Auf dem Friedhof dieses Kollegs kann man noch die Gräber aus jener Empoche sehen mit den lateinischen Namen des Herkunftslandes der Priester und Brüder: Belca, Helvetus, Gallus, Germanus, Italus, Hibernus, Anglus. Aber die Zeiten waren hart: Cholera, Trockenheit, Bürgerkrieg. Aber Pater Gailland bringt seine Hilfe und seine Unterstützung diesen armen Indianern: "Lieber Gott, verschone meine Indianer in diesen beschwerlichen Tagen, die ich heraufziehen sehe. Sie werden aus ihren Behausungen vertrieben und wie Hunde behandelt werden, die es nicht verdienen, mitten unter Weissen zu leben und sie werden aus ihren Reservaten vertrieben werden."
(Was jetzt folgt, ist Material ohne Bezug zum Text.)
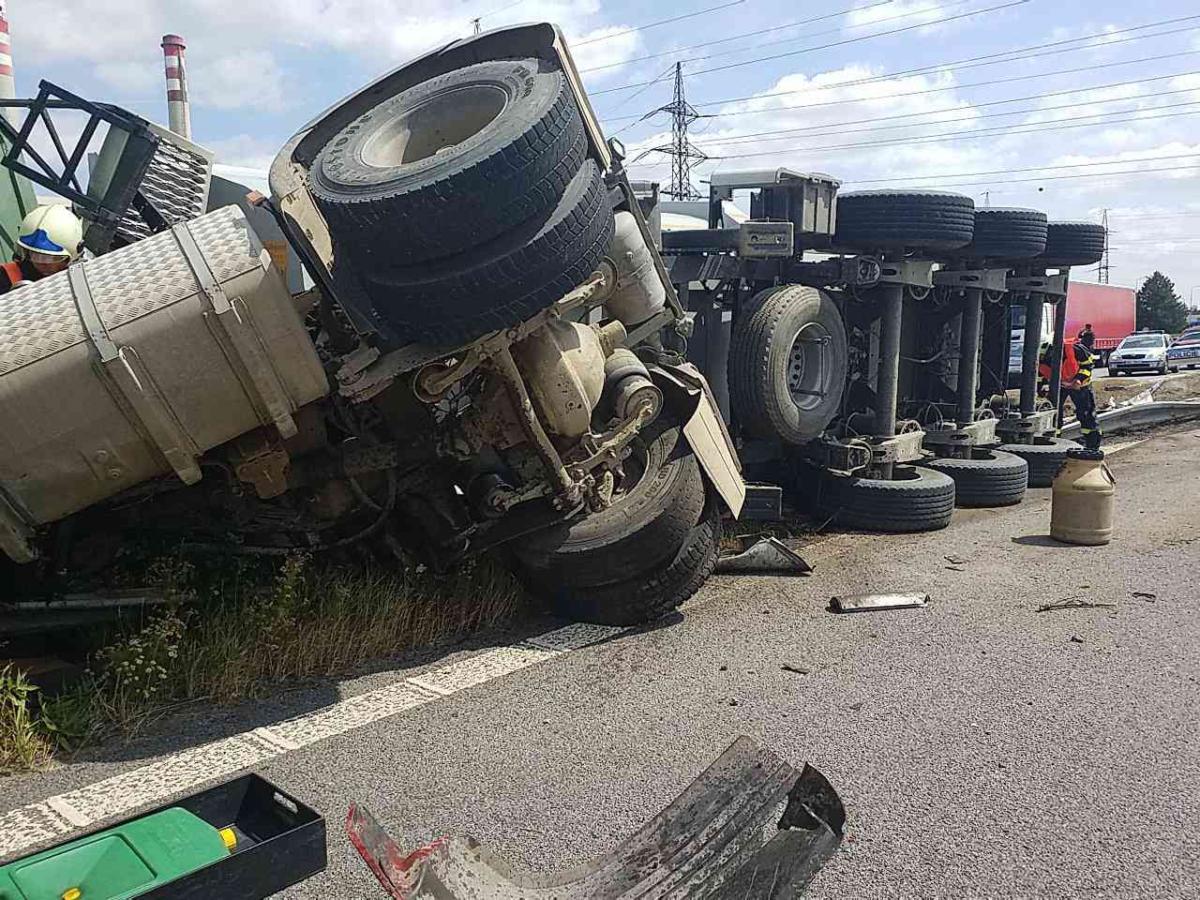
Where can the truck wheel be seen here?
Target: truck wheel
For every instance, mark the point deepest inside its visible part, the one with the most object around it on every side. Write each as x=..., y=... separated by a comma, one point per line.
x=655, y=511
x=990, y=478
x=652, y=595
x=450, y=163
x=1045, y=457
x=1003, y=233
x=904, y=220
x=918, y=499
x=787, y=364
x=1073, y=244
x=505, y=281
Was die Missionare bis zu den Grenzen der Erde gebracht haben, ist der Glaube und die Sakramente. Aber auch eine Entwicklung, die zuerst eine Frucht der Studien ist, und da ist die Effizienz der Jesuiten ebenfalls bekannt. Auch die Technik wurde gefördert. St Mary’s wurde eine riesige Modellfarm mit Ställen, die für jene Zeit auf dem neuesten Stand waren. Diese schöne Armee von Priestern konnte alle Erwartungen erfüllen; ihre Kapazität, die Zivilisation auszubreiten, blieb lange Zeit aussergewöhnlich! Es ist möglich, dass diese Jesuiten weiterhin diese technische Effektivität behalten haben, aber was die Missionierung betrifft, ist sie beendet. Die meisten Jesuiten sind Modernisten bis zu den Fingerspitzen.
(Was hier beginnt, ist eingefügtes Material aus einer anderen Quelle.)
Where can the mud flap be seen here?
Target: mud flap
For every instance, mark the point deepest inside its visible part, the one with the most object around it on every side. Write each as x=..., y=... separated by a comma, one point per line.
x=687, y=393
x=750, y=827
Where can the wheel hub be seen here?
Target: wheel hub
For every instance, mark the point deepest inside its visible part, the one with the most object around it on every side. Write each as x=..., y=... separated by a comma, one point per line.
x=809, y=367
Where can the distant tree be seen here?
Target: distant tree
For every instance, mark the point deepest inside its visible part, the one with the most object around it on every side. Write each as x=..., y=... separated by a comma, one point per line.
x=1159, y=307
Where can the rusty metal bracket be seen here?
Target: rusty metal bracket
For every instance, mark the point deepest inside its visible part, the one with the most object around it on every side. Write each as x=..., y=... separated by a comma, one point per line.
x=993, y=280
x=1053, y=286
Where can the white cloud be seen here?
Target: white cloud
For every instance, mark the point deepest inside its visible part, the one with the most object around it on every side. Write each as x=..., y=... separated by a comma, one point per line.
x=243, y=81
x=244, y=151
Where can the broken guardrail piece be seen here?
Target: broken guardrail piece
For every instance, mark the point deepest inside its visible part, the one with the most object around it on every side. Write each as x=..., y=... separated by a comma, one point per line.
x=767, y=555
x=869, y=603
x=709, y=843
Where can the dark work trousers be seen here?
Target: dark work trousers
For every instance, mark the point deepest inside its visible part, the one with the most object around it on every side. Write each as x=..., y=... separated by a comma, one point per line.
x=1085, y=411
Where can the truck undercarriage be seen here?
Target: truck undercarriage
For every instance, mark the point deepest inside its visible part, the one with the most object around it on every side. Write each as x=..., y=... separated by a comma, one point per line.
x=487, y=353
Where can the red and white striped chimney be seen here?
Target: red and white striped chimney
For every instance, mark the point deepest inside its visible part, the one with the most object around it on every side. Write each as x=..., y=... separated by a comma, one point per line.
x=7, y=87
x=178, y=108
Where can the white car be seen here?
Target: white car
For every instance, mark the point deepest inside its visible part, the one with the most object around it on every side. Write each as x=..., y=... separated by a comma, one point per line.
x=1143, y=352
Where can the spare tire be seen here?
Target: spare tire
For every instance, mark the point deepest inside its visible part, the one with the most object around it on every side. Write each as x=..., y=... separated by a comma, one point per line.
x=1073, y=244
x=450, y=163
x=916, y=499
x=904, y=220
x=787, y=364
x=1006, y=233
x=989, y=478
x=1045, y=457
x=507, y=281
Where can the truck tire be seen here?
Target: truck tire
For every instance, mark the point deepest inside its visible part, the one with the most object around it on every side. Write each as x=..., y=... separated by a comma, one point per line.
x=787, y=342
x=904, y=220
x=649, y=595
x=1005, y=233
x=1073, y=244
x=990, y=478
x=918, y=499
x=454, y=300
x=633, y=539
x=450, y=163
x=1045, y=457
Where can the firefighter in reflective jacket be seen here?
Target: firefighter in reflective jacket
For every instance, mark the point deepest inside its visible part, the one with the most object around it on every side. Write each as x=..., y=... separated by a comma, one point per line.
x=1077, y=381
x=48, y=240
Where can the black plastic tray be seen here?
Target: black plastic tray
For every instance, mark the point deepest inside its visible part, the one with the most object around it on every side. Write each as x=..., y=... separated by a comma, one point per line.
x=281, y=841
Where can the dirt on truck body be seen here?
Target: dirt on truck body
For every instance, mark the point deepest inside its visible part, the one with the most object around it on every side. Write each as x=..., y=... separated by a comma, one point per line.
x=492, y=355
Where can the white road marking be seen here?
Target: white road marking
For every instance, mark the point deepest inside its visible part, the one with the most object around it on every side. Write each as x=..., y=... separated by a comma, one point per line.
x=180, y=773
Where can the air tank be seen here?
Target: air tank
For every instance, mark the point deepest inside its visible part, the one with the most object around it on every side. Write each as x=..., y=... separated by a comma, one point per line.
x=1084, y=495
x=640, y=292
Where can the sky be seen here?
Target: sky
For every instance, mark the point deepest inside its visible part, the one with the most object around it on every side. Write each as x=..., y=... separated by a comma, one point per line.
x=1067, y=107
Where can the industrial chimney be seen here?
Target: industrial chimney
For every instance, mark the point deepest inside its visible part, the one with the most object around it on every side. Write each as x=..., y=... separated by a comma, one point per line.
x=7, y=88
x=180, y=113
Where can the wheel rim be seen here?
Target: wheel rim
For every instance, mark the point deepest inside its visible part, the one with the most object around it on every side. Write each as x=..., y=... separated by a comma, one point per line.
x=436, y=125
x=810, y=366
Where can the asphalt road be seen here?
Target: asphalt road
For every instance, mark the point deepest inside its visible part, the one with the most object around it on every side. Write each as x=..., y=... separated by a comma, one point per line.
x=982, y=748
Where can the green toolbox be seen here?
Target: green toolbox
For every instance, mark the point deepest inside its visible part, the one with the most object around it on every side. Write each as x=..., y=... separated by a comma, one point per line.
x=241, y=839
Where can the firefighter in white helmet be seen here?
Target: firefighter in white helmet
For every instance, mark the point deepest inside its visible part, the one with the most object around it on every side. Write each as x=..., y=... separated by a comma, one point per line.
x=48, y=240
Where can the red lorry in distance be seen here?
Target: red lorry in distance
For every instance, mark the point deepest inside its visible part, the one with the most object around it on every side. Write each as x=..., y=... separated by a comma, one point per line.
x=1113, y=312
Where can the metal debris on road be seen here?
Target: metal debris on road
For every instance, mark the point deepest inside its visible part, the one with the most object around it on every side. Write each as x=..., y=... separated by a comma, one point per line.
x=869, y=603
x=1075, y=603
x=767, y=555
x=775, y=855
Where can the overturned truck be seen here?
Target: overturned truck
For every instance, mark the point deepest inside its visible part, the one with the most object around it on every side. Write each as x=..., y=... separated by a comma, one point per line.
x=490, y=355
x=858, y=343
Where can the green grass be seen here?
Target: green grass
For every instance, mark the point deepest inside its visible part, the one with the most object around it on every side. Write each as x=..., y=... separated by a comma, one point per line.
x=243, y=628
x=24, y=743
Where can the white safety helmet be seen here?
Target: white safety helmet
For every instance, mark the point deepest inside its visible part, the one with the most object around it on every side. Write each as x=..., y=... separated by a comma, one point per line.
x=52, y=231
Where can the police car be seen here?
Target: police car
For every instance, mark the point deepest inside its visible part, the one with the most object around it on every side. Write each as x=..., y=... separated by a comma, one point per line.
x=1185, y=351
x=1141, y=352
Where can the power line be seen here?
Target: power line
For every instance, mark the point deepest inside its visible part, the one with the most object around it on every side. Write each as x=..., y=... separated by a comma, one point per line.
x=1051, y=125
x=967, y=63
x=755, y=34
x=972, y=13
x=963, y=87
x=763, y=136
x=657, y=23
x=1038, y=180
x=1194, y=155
Sogar jener, der in Rom in Weiss gekleidet ist, hat das Unmögliche möglich gemacht: gewisse Konkubinate annehmbar zu machen. Die berühmte Jesuitenzeitschrift La Civiltà cattolica zögert nicht zu schreiben: "Eine Entwicklung in der Lehre der Kirche ist nicht nur möglich, sondern sie ist notwendig, um auf die pastoralen Herausforderungen zu antworten."
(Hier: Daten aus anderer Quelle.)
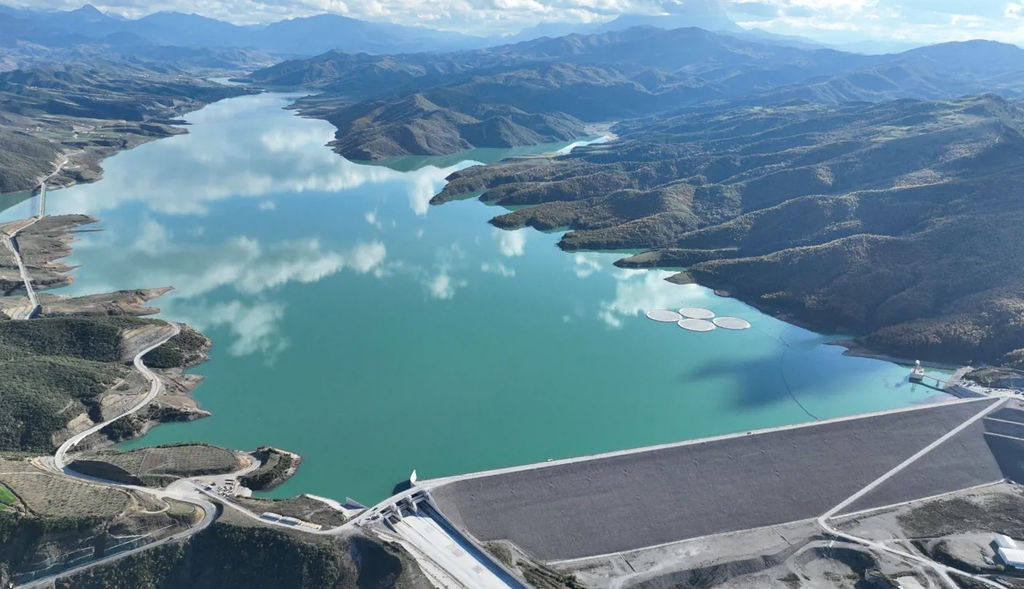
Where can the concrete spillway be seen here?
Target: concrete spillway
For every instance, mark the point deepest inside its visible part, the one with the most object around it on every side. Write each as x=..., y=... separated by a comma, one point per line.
x=627, y=501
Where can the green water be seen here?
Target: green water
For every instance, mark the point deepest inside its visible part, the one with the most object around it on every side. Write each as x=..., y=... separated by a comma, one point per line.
x=374, y=334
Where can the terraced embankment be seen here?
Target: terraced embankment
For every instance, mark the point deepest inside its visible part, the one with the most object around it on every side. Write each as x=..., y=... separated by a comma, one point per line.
x=630, y=500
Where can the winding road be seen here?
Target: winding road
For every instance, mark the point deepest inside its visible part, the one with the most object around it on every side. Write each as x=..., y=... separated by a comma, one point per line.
x=178, y=493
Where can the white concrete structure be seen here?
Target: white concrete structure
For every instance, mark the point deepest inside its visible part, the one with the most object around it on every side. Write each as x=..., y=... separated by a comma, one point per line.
x=696, y=325
x=1012, y=556
x=1004, y=541
x=733, y=323
x=696, y=312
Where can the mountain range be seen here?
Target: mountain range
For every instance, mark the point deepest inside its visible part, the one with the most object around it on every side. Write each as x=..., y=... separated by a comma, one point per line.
x=420, y=103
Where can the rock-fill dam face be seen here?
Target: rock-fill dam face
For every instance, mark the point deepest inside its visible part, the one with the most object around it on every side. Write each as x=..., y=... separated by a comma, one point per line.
x=636, y=499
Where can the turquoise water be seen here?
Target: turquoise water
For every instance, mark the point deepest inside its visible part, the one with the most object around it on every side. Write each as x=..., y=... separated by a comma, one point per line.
x=374, y=334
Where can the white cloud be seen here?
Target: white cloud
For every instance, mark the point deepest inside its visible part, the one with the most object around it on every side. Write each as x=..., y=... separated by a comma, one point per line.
x=829, y=20
x=442, y=286
x=498, y=268
x=510, y=244
x=640, y=291
x=255, y=327
x=371, y=217
x=586, y=264
x=153, y=238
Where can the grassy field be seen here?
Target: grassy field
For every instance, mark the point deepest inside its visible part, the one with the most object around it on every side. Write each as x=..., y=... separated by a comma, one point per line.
x=162, y=464
x=46, y=494
x=6, y=497
x=57, y=368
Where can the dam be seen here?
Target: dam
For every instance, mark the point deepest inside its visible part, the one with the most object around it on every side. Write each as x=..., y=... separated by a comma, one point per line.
x=625, y=501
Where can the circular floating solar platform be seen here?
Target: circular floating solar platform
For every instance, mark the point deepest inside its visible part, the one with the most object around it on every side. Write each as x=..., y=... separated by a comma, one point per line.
x=700, y=325
x=732, y=323
x=664, y=316
x=696, y=312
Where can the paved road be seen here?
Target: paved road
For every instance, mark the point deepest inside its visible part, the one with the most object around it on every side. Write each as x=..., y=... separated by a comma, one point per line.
x=941, y=570
x=156, y=386
x=172, y=492
x=11, y=244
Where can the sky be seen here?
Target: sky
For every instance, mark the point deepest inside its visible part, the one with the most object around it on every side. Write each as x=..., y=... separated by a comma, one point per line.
x=836, y=22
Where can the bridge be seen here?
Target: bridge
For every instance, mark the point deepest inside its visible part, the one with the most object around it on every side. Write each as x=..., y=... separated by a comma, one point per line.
x=10, y=240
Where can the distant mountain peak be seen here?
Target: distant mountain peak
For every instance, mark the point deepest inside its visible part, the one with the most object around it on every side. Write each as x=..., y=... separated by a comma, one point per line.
x=88, y=10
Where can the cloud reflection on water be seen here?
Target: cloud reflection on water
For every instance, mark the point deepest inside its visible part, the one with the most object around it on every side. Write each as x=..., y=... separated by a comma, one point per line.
x=235, y=158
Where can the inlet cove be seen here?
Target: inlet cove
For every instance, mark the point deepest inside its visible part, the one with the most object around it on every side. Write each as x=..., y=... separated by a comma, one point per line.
x=374, y=334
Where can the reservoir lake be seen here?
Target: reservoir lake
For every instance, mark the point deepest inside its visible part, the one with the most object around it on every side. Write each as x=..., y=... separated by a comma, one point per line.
x=374, y=334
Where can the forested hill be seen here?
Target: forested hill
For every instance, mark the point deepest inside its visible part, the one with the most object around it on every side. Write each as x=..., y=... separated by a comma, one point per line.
x=898, y=220
x=547, y=89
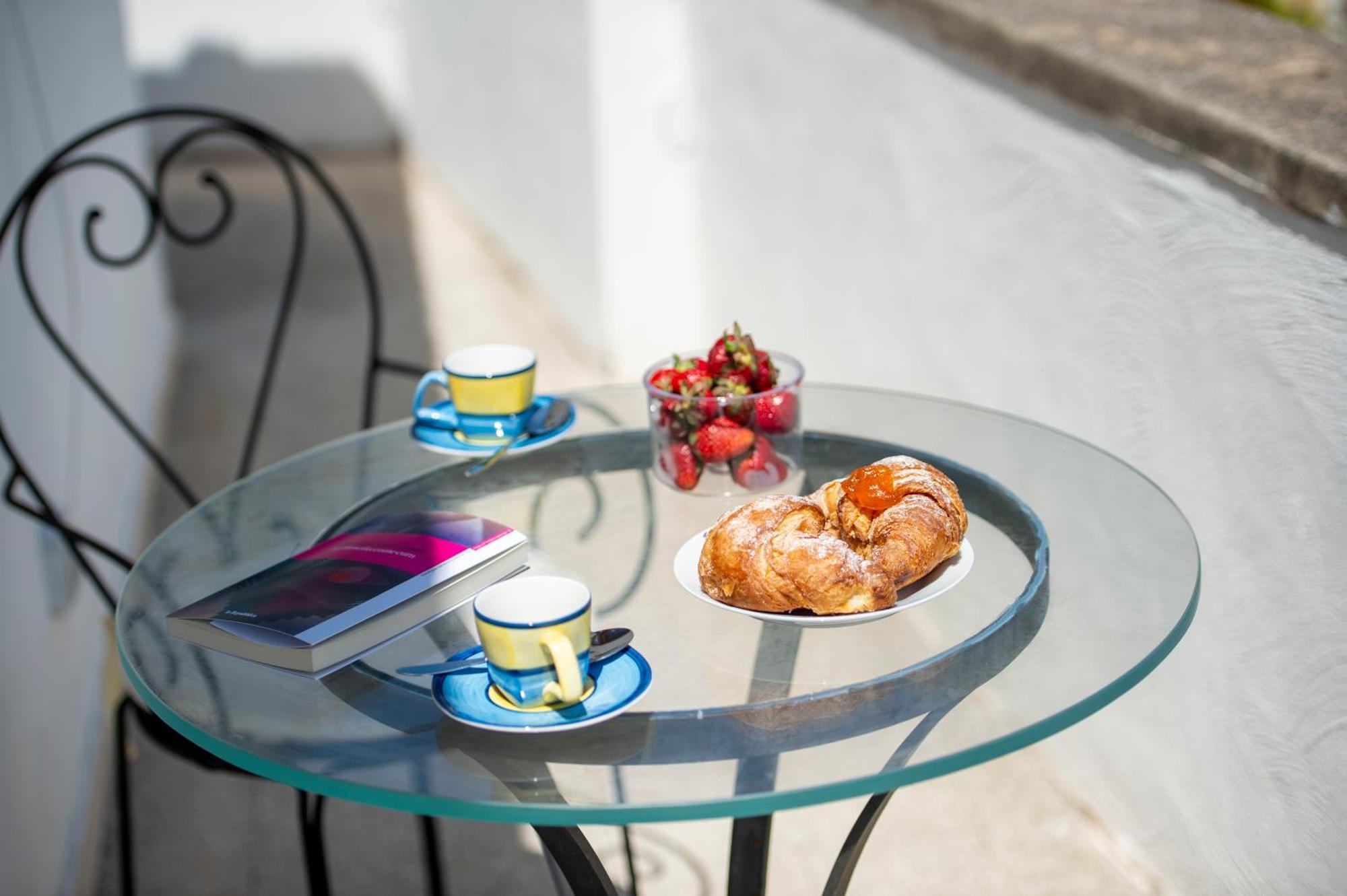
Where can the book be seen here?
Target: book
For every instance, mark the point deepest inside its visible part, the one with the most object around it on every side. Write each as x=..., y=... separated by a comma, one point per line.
x=354, y=591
Man kann sich fragen, was sie mit dem iota aus dem Evangelium machen, das jenen verurteilt, der das kleinste der Gebote übertritt (s. Mt 5,18). Alle Jesuiten seit dem Ursprung des Ordens bis zum Zweiten Vatikanischen Konzil würden sich mit Vehemenz (und Gott weiss, wie sehr sie dazu fähig waren) gegen solche Irrtümer erheben.So sind wir die neuen Indianer geworden, die man in ein Reservat hineinpfercht mit der Aufgabe, einige altmodische Traditionen zu bewahren, und man fragt sich nur, für wie lange. Denn es wird sicher ein Moment kommen, wo die Freiheit für die Tradition gebremst oder sogar blockiert werden wird! Aber nein, man muss das Land verlassen und in ein fernes Land gehen, um seinen Glauben zu bewahren. Gott wird daraus ein höheres Gut entstehen lassen. Fürchten Sie nichts, ich habe nicht die Gabe der Prophezeiung, aber mir scheint, dass sich der Schraubstock um Europa schliesst; wie diese Spanngurten, die man zum Festbinden braucht, zuerst ziehen sie überhaupt nicht fest, aber dann ziehen sie sich zusammen und schliesslich ist das Objekt unbeweglich! Jedes antichristliche Gesetz ist eine Zacke, jede Pflichtvernachlässigung unserer Regierungen ist eine weitere, jedes Verlassen der Lehre durch die Autoritäten in der Kirche ist wiederum eine Zacke. Und man fühlt, dass dies ziemlich schnell vor sich geht. Der Eindruck, sich betrogen zu fühlen, wird immer stärker; die Wirklichkeit, die wir unseren Kindern hinterlassen, wird offensichtlich!

Nur einer kann dies in Licht umwandeln, unser Herrgott, der daraus ein umso grösseres Werk bewirken kann. Darin liegt unsere Hoffnung, und so lange sollen wir fortfahren, seiner Vorsehung zu folgen, indem wir unsererseits unsere Standespflichten erfüllen. Möge die allerseligste Jungfrau Maria uns unterstützen.